Exchange Information Requirements
EIR is a set of detailed requirements of information to be delivered by various Task Teams during information exchanges (events of satisfying the information requirements by information delivery). EIR specifies also the structure and the definition of the information delivered. In other words, by meeting requirements set in EIR, Appointing Party and Lead Appointed Party are able to carry out their activities during the project delivery and operation. EIR is specified first by the Appointing Party. Secondly, the Lead Appointed Party adds up its own requirements for the Delivery Team. Then they are divided among all the Appointed Parties. And so on.
EIR is usually a set of interconnected requirements that specifies every information exchange. Satisfying one requirement might serve as an input to the next one (e.g. meeting requirements by delivering an architectural design of the building is an input for a structural engineer and his information exchange).
EIR originates from both Project Requirements and Asset Requirements (PIR and AIR provides an input to EIR, i.e. they aren’t the only sources).

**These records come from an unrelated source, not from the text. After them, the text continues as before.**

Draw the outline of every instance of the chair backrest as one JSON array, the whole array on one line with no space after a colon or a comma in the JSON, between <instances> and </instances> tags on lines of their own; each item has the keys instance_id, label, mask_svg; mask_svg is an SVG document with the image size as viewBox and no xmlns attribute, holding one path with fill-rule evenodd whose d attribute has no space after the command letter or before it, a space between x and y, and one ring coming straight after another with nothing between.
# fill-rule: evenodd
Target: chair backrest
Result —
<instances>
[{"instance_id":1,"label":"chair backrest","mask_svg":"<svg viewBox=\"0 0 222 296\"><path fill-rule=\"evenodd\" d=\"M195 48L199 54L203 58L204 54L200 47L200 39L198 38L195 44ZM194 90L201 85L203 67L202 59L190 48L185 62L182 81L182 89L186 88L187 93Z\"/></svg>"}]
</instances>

|Content summary||Content breakdown||Form||Format||Information Exchange Date|
|Schedule of spaces||Alphanumerical information: room function number, room name, programmed area||schedule||XLSX||At delivery milestone 1|
|Emergency routes||Alphanumerical information: IfcSpace with the property ‘escape route’||space model||IFC||At delivery milestone 4|
|Geometrical information: escape route drawing||drawing||At delivery milestone 4|
In conclusion, those are the four different types of information requirements. It is also important to keep in mind that if an Appointing Party operates a portfolio of the assets it is advisable to streamline those documents so that they fit future projects.
Hopefully, by the implementation of this process our industry can begin to think with the end in mind.